Make up was a thrilling experiment even though Irish rain often sent us home from a teen dance with mascara running down our cheeks. Hair styles also changed with the advent of Brigitte Bardot. A friend who had done rudimentary French at a convent school informed us with an accent as thick as a hippo’s bum, that Miss BB’s style was called bouffant. I have photos of me with hair backcombed into a froth resembling fairground angel hair; the higher the better. A group of us were waiting at the bus stop one evening heading towards the bright lights of Dublin wherein to dance the night away then run as was our wont, Louis heels clacking, for the last train clutching greasy paper bags of fish and chips to eat on the journey, when the neighbour passed by stopped, surveyed our lacquered sky scrapers and said,
‘What in God’s name have you lot done to your hair?’
Our French speaker, who never lost a chance to show off her paid-for education said, ‘It’s a French style, a bouffant.’
The neighbour walked on shaking her permed head. I ran into her the next morning, she glared at me and snapped, ‘I don’t like your buffoon, how does your mother allow you out with that thing? If you were my child, I’d be ashamed to let you out.’ She didn’t have a daughter; she had a son who was far closer to the buffoon description than my hair was.
London in the Swinging Sixties was a revelation to three naïve small-towners let loose in it. I loved it, the shops, the art galleries, the whole atmosphere of difference. Our sheltered young lives were heaved into awareness of so many things our Roman Catholic upbringing would never have given us access to. I discovered the novels of Edna O’Brian and was amazed at her courageous and honest writing that people at home would not be allowed to read because her books were banned. We also discovered feminism.

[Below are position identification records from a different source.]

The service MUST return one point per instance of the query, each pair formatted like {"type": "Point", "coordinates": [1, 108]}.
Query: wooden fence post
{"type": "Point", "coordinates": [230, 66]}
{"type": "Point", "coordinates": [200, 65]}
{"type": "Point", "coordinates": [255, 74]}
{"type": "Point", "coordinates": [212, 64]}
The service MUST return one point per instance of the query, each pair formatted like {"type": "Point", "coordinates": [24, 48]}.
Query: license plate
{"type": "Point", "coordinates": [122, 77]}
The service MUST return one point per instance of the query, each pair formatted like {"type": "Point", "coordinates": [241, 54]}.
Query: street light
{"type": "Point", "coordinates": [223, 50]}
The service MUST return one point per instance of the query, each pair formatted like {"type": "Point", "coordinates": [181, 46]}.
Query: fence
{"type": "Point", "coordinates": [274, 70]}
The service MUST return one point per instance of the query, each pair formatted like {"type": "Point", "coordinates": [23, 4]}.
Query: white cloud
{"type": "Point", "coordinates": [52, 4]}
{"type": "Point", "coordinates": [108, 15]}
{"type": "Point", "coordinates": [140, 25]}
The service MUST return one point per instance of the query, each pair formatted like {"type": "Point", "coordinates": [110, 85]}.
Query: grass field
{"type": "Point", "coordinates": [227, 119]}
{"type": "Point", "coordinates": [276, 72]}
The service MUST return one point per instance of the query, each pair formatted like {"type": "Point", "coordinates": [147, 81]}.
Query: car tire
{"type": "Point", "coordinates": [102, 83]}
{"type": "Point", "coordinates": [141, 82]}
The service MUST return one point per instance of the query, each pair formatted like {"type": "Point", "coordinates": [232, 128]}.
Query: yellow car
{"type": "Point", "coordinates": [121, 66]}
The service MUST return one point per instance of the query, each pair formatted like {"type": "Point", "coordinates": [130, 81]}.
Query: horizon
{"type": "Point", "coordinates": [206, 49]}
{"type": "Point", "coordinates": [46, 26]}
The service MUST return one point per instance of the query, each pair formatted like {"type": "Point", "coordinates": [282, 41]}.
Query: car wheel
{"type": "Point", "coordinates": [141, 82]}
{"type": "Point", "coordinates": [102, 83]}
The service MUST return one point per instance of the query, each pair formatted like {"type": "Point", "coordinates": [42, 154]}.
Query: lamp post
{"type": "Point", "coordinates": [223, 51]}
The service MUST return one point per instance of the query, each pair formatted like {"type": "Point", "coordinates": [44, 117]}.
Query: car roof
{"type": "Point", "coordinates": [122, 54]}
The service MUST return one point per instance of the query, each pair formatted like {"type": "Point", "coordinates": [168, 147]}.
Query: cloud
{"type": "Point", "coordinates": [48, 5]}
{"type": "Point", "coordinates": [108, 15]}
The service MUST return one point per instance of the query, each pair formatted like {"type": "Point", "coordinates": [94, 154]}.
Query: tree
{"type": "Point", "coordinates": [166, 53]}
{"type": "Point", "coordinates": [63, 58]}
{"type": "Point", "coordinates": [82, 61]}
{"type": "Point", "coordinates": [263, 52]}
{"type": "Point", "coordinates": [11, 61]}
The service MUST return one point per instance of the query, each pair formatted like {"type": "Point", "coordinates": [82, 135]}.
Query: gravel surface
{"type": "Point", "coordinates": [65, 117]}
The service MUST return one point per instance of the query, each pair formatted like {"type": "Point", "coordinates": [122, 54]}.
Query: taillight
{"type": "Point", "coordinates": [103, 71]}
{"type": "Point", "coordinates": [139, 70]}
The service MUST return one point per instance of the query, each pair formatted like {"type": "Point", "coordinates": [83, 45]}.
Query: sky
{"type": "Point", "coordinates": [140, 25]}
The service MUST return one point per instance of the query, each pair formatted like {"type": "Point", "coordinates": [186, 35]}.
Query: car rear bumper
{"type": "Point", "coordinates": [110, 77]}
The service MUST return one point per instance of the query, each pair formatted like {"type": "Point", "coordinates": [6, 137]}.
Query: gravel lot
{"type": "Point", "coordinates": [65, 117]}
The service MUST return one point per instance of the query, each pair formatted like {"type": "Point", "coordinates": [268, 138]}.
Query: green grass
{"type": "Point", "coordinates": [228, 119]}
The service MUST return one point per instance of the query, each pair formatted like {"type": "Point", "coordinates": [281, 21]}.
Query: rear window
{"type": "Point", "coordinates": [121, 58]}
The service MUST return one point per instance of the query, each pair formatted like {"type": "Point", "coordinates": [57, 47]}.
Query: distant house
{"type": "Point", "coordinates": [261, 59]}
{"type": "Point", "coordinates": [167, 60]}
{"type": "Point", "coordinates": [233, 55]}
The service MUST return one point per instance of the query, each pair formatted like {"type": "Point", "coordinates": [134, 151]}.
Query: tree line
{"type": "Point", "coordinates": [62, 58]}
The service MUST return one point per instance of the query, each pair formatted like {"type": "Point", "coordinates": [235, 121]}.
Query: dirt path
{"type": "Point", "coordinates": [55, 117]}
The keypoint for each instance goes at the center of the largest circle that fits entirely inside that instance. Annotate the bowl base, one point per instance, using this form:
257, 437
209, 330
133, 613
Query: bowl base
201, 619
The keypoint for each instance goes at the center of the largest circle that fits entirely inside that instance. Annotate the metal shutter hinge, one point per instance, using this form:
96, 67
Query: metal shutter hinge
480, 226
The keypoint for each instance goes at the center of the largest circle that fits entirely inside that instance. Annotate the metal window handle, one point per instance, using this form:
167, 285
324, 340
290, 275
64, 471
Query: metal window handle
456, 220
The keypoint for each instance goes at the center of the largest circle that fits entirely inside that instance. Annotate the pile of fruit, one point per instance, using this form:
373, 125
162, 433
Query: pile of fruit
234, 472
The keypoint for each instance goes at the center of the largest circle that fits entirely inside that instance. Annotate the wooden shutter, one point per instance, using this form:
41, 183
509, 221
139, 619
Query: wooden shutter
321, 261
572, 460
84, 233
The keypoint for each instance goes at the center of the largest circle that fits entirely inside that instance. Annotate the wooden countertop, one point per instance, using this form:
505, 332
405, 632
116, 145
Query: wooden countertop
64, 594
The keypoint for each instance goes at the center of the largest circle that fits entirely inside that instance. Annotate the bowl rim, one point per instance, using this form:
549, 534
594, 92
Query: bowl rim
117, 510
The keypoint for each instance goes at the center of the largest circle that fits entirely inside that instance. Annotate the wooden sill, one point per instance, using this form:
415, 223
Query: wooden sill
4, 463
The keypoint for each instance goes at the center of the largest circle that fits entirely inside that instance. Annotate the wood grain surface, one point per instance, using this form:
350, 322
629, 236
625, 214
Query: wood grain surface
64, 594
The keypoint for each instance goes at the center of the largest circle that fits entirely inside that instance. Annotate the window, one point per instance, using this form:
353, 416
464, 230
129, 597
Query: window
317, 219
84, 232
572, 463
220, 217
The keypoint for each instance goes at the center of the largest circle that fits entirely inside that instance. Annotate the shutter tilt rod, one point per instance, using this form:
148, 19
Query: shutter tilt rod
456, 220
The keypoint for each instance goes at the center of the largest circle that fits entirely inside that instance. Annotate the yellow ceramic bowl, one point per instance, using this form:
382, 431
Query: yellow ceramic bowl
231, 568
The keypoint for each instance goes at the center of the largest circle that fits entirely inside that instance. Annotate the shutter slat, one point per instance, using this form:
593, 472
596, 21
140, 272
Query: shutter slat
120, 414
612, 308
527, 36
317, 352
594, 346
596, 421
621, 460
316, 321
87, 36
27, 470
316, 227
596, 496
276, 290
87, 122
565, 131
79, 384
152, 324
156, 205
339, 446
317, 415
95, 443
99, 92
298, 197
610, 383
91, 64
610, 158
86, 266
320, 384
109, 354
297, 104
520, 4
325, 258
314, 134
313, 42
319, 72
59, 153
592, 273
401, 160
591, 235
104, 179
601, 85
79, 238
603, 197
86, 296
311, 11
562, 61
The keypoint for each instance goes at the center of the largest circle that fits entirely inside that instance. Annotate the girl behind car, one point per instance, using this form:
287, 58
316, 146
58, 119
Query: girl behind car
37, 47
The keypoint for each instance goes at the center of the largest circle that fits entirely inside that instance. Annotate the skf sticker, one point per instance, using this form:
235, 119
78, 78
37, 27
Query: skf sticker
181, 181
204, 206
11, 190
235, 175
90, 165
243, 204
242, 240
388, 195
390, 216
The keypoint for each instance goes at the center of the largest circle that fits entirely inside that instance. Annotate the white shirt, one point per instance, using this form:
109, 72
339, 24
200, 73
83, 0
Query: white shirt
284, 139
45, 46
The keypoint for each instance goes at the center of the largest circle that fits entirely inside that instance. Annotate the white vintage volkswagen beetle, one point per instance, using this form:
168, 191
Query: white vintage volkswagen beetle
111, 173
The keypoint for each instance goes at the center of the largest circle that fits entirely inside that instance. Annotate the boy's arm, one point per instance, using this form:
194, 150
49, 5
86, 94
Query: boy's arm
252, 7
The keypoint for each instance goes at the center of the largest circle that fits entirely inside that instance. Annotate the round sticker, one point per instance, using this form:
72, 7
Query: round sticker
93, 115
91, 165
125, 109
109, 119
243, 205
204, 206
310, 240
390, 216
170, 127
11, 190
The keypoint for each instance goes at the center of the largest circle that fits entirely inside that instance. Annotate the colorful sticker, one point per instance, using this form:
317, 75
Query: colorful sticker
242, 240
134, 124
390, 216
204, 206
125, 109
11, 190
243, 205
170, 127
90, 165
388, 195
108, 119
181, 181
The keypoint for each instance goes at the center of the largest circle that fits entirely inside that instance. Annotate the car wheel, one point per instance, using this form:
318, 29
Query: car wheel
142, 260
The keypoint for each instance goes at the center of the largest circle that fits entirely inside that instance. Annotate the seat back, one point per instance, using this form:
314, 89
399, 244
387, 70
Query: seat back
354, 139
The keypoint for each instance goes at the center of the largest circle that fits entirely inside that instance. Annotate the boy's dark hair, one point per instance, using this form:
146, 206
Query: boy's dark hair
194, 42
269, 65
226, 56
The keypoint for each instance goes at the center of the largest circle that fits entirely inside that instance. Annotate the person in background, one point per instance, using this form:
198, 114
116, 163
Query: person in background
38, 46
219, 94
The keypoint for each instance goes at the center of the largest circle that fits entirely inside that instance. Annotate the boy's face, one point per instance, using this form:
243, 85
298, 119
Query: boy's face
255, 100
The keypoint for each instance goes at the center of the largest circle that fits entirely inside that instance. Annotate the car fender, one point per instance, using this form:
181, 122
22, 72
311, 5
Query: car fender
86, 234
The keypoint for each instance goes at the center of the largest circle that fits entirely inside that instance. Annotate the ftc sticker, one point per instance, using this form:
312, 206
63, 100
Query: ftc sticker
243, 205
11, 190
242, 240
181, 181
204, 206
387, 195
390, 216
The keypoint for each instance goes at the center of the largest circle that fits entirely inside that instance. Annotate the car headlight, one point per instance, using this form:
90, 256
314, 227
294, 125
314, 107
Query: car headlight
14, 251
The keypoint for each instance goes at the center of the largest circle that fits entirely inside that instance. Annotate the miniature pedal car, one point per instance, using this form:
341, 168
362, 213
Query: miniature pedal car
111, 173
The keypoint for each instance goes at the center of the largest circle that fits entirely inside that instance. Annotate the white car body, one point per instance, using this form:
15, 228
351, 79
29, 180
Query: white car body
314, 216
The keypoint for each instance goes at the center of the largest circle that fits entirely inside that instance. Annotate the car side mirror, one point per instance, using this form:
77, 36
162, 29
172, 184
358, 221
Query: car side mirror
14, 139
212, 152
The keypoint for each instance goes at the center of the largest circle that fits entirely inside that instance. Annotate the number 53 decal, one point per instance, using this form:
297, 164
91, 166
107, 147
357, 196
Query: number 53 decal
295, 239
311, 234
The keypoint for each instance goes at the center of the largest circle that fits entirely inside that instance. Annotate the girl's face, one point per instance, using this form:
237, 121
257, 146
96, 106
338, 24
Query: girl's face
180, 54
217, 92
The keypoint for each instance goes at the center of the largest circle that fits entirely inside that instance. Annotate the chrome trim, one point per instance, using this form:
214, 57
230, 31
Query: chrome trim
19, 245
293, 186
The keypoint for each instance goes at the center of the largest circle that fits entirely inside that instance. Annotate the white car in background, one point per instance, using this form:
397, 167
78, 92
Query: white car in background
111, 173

At home the family set up was traditional. My father died young but there was such a clan of us I had experience of the fathers of other relations since we spent so much time in each others’ homes. Contented children, we didn’t question the way things were, women stayed at home, men went out to work. Fathers were protectors, providers, mothers were nurturers. We learned in London that we had equal rights with men, and to prove it we could burn our bras. I never saw the point of that, really, I was as flat chested as two fried eggs so mine would have made a rather insignificant puff. I learned strength, not from the lifestyle gurus that were plentiful in London but from an Irish mother whose life had been difficult and got no easier as she aged. While she was heavily pregnant with me her seventh (two elder sisters survived, four previous to me were stillborn) my handsome father had had an affair with a younger woman she knew well. It must have been a terrifying decision for a proud woman to throw him out, yet when he came home from a liaison with his extra marital; she threw a bucket of water over him and showed him the door. He did come back after my birth contrite and asking forgiveness.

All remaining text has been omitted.